Alert Summary vs Detail

Alerts should summarise; detail is one click away.

The pattern

An alert payload should fit on a phone screen: service name, customer impact, severity, runbook link. Detail (full stack traces, dashboards, raw metric values) belongs one click away, not in the page itself. The on-call reads the summary at 3am, decides to engage or not, and opens details once at a laptop.

What a good summary looks like

The good summary is structured. “checkout-api: p99 latency 1.2s, SLO 200ms, 4% error rate spike. Started 14:32 UTC. Runbook: <link>”. Five clauses (service, what, by how much, when, where to look), one line each, no emoji or decorative text or apologies because the on-call needs information not tone.

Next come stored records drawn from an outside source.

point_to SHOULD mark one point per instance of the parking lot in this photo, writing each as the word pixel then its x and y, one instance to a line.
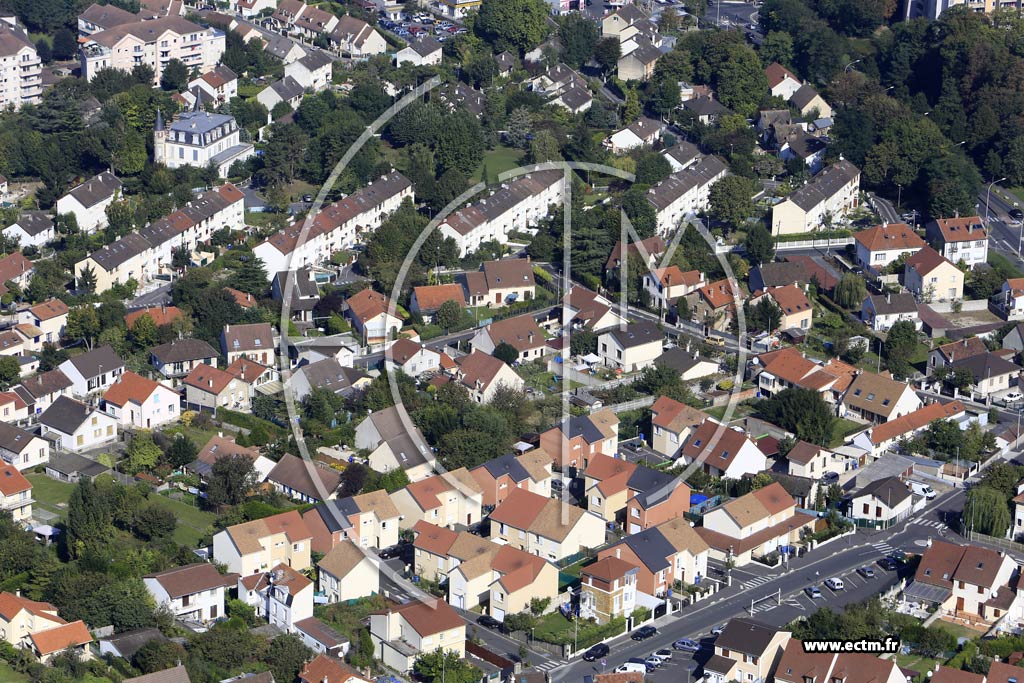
pixel 420 25
pixel 634 451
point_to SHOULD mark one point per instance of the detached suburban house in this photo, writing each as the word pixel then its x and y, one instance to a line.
pixel 878 398
pixel 967 582
pixel 347 572
pixel 883 502
pixel 673 422
pixel 632 348
pixel 193 593
pixel 402 633
pixel 931 276
pixel 722 451
pixel 545 526
pixel 138 401
pixel 73 426
pixel 754 525
pixel 22 449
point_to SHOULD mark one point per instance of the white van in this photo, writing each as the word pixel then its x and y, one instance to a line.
pixel 923 489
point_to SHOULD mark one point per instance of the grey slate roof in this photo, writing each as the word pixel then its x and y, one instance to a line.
pixel 636 334
pixel 66 415
pixel 89 364
pixel 96 188
pixel 35 222
pixel 747 636
pixel 824 184
pixel 651 547
pixel 507 464
pixel 181 350
pixel 983 366
pixel 287 88
pixel 890 489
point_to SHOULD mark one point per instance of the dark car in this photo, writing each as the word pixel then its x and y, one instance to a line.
pixel 392 552
pixel 644 632
pixel 489 623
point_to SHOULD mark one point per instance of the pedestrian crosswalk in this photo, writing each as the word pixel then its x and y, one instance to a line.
pixel 754 583
pixel 548 665
pixel 883 547
pixel 933 523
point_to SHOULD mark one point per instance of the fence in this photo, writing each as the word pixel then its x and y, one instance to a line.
pixel 1003 544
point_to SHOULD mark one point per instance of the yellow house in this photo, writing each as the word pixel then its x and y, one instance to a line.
pixel 402 633
pixel 797 311
pixel 931 276
pixel 446 500
pixel 261 544
pixel 545 526
pixel 347 572
pixel 35 626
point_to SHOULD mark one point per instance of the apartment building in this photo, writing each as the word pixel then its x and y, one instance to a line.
pixel 147 252
pixel 518 205
pixel 261 544
pixel 832 194
pixel 154 43
pixel 20 69
pixel 336 227
pixel 200 138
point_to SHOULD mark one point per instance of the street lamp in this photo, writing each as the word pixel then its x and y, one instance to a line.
pixel 988 196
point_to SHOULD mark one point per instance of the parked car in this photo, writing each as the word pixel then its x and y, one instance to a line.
pixel 644 632
pixel 686 645
pixel 488 622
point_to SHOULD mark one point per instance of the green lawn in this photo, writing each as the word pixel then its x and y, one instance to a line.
pixel 50 494
pixel 957 630
pixel 916 663
pixel 193 522
pixel 841 428
pixel 497 161
pixel 8 675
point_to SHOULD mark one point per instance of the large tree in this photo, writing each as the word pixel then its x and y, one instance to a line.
pixel 230 480
pixel 513 25
pixel 731 201
pixel 802 412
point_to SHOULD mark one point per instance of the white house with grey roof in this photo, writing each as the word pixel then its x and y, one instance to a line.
pixel 422 52
pixel 328 374
pixel 200 138
pixel 685 193
pixel 641 132
pixel 312 72
pixel 22 449
pixel 73 426
pixel 33 228
pixel 828 197
pixel 89 201
pixel 285 90
pixel 93 371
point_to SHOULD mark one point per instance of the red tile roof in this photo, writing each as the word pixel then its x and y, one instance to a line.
pixel 893 236
pixel 161 314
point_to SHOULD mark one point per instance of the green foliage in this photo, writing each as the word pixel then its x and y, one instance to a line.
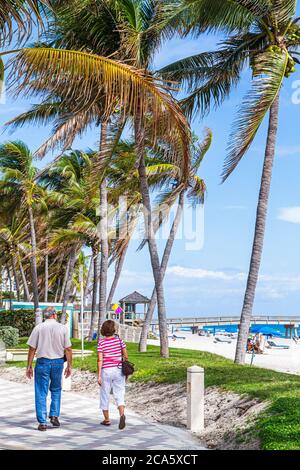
pixel 9 336
pixel 278 428
pixel 5 294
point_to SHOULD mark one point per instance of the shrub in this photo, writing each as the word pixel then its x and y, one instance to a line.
pixel 9 336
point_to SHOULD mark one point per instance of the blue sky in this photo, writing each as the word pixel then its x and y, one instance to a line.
pixel 211 281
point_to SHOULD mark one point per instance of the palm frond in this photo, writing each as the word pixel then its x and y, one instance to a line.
pixel 283 12
pixel 22 14
pixel 269 70
pixel 87 78
pixel 202 149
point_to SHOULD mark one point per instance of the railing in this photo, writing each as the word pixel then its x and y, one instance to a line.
pixel 229 320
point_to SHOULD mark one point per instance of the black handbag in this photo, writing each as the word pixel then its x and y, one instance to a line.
pixel 126 366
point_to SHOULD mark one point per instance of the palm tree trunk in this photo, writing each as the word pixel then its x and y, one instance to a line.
pixel 163 267
pixel 57 290
pixel 68 288
pixel 46 274
pixel 33 262
pixel 66 277
pixel 257 248
pixel 10 287
pixel 103 236
pixel 16 278
pixel 24 281
pixel 150 236
pixel 89 278
pixel 94 318
pixel 117 275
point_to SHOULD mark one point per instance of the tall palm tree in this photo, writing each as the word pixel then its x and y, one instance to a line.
pixel 73 195
pixel 265 37
pixel 13 235
pixel 18 181
pixel 194 188
pixel 92 87
pixel 16 20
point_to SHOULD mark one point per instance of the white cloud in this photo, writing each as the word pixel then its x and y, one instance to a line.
pixel 289 214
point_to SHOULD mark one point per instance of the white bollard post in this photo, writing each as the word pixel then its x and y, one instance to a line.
pixel 66 383
pixel 195 398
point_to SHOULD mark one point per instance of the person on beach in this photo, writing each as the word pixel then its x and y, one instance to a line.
pixel 111 350
pixel 49 341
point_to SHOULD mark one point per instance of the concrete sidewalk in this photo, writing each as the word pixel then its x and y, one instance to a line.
pixel 80 426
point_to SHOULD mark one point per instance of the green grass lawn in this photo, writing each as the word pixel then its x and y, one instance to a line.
pixel 278 428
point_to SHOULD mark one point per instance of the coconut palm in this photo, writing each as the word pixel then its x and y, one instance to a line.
pixel 194 188
pixel 16 20
pixel 73 197
pixel 13 235
pixel 265 37
pixel 18 182
pixel 92 87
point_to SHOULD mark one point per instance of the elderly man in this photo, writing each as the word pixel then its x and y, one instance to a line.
pixel 49 340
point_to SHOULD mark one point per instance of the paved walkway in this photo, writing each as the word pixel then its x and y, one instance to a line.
pixel 80 426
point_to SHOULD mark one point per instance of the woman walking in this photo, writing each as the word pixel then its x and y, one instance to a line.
pixel 111 351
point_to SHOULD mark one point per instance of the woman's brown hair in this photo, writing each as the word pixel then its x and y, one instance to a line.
pixel 108 328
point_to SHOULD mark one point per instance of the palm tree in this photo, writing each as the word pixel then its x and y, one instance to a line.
pixel 92 87
pixel 195 189
pixel 13 235
pixel 16 20
pixel 265 37
pixel 73 195
pixel 18 181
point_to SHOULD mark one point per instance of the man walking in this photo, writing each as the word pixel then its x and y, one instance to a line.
pixel 49 340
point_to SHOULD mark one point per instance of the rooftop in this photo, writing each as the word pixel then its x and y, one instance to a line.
pixel 135 298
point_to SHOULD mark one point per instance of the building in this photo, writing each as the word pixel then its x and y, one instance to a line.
pixel 130 304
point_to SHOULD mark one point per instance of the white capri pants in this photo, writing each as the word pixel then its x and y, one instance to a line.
pixel 112 379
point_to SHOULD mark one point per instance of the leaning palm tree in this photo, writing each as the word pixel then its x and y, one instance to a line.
pixel 14 236
pixel 16 20
pixel 18 182
pixel 265 37
pixel 93 87
pixel 194 189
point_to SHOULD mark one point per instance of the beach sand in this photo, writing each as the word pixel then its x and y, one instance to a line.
pixel 282 360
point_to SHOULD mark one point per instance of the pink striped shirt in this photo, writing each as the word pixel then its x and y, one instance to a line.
pixel 111 350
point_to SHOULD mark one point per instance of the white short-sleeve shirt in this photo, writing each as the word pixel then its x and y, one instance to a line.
pixel 50 339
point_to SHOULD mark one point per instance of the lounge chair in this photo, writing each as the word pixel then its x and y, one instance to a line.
pixel 278 346
pixel 219 340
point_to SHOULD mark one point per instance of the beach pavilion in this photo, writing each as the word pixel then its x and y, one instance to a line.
pixel 130 303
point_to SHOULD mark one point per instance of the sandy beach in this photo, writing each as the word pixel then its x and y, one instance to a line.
pixel 283 360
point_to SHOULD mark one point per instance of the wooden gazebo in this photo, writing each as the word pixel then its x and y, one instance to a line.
pixel 129 305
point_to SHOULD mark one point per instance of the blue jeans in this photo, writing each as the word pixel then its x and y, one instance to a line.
pixel 47 375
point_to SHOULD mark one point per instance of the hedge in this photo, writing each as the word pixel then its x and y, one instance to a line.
pixel 22 319
pixel 9 336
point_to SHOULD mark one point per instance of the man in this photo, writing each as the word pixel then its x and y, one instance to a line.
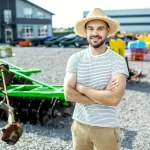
pixel 95 80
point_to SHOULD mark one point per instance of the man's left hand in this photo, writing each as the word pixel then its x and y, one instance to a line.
pixel 80 87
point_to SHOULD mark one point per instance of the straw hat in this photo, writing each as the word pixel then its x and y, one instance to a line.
pixel 96 13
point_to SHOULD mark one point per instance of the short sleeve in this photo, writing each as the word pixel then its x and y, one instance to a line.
pixel 119 65
pixel 72 64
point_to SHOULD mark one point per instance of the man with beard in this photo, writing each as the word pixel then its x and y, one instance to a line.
pixel 96 80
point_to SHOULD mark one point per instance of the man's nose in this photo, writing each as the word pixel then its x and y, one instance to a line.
pixel 95 32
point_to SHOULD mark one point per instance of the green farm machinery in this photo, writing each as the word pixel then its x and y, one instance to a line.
pixel 33 101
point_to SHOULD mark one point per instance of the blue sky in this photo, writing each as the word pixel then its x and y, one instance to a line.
pixel 67 12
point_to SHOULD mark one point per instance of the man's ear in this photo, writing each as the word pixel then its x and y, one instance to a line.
pixel 108 30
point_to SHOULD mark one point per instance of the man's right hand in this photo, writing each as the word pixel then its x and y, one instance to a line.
pixel 112 85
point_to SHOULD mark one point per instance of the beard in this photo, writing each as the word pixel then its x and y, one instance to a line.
pixel 97 45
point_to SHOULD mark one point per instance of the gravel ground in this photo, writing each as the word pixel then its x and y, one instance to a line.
pixel 134 107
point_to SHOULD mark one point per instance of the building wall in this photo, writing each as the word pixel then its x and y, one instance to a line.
pixel 34 21
pixel 131 20
pixel 20 5
pixel 7 4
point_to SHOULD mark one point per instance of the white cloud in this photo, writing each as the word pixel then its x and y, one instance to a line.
pixel 69 11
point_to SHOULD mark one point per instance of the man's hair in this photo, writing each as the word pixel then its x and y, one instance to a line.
pixel 107 25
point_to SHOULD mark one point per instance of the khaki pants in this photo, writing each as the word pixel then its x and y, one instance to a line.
pixel 85 137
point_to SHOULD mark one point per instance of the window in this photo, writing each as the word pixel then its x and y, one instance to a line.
pixel 40 15
pixel 27 32
pixel 28 12
pixel 43 31
pixel 7 16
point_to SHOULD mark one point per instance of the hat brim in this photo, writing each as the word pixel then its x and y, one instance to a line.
pixel 80 25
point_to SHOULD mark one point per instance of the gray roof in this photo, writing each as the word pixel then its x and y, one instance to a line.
pixel 38 7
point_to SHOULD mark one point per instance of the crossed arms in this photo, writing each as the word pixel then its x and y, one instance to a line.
pixel 78 93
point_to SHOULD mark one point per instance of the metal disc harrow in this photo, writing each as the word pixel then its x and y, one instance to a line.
pixel 33 101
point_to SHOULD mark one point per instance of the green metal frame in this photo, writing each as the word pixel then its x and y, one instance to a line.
pixel 38 90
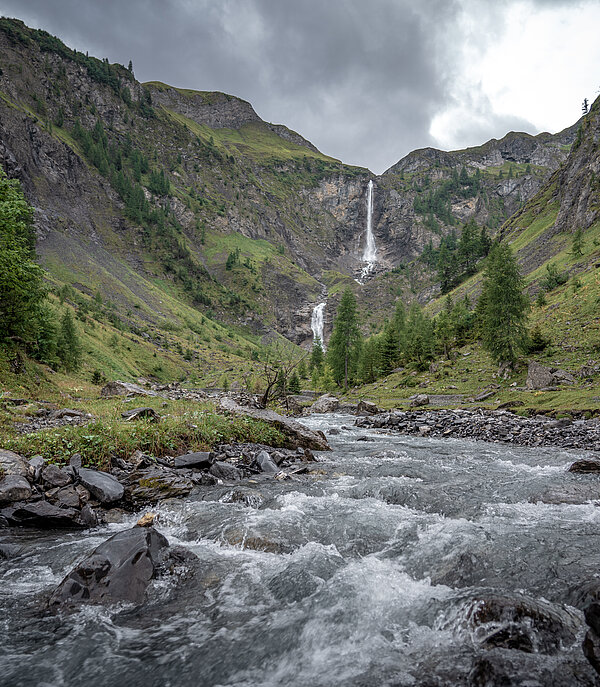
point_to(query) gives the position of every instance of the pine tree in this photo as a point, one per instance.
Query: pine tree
(68, 348)
(578, 243)
(345, 341)
(503, 306)
(21, 287)
(368, 363)
(294, 383)
(316, 356)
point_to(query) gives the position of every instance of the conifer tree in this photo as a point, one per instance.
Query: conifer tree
(21, 287)
(68, 348)
(294, 383)
(316, 356)
(503, 306)
(578, 243)
(345, 341)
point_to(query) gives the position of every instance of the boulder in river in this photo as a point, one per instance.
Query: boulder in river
(13, 464)
(325, 404)
(266, 463)
(14, 488)
(120, 569)
(591, 643)
(201, 460)
(101, 485)
(45, 515)
(586, 466)
(367, 408)
(296, 433)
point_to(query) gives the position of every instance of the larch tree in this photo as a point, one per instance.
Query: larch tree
(345, 341)
(503, 306)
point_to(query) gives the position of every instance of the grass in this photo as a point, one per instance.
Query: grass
(191, 427)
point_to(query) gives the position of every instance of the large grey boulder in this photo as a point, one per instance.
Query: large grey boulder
(101, 485)
(367, 408)
(296, 433)
(45, 515)
(141, 414)
(13, 464)
(266, 463)
(201, 460)
(419, 400)
(226, 471)
(325, 404)
(120, 569)
(14, 488)
(145, 486)
(54, 476)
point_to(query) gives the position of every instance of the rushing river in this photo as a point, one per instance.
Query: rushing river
(369, 573)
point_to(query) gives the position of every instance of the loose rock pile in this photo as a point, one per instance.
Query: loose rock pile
(39, 494)
(495, 425)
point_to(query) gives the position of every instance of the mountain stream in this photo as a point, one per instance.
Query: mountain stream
(401, 561)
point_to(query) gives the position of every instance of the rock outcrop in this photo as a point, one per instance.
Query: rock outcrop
(296, 433)
(120, 569)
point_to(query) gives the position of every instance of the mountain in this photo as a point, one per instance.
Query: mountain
(198, 225)
(429, 192)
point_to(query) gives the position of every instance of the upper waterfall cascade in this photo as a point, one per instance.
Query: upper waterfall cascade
(370, 252)
(316, 323)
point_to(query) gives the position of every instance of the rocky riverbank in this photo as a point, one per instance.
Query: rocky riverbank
(38, 494)
(492, 425)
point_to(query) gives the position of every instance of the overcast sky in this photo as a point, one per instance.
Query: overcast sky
(367, 81)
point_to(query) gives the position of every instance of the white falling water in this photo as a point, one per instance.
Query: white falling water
(370, 252)
(316, 323)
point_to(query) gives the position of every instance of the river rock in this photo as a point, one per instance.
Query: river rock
(101, 485)
(296, 433)
(141, 413)
(36, 464)
(366, 408)
(45, 515)
(14, 488)
(151, 485)
(201, 460)
(120, 569)
(266, 463)
(65, 497)
(226, 471)
(591, 643)
(517, 622)
(54, 476)
(325, 404)
(13, 464)
(585, 466)
(118, 388)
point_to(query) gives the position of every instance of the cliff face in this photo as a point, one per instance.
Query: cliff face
(156, 196)
(234, 183)
(503, 174)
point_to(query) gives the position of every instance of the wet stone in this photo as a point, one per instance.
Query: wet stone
(101, 485)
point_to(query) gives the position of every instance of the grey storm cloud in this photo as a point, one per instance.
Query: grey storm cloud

What good detail looks like

Detail is pre-rendered links. Linked dashboard with the relevant time range pre-selected (Datadog and Grafana support this via URL parameters); recent deploys (Argo CD events, GitHub Actions runs) so the on-call knows if a change preceded the alert; top affected endpoints, top customers, current load, all derivable from APM data and pre-rendered into the link.

Anti-patterns

Three anti-patterns survive too long. Alerts that paste 200 lines of stack trace into the payload (mobile clients truncate, hiding the actual error); alerts that say “see Datadog” without a deep link (forces 5 manual steps at 3am); alerts with 12 fields all in the same priority (the eye doesn’t know where to land).

Apply this week

The application is concrete. Pick your 3 most-paged alerts and rewrite each summary to fit one phone screen; move detail to a linked dashboard with pre-set time range and filters; test on a phone (not a monitor) because the page is read on a phone first, every time.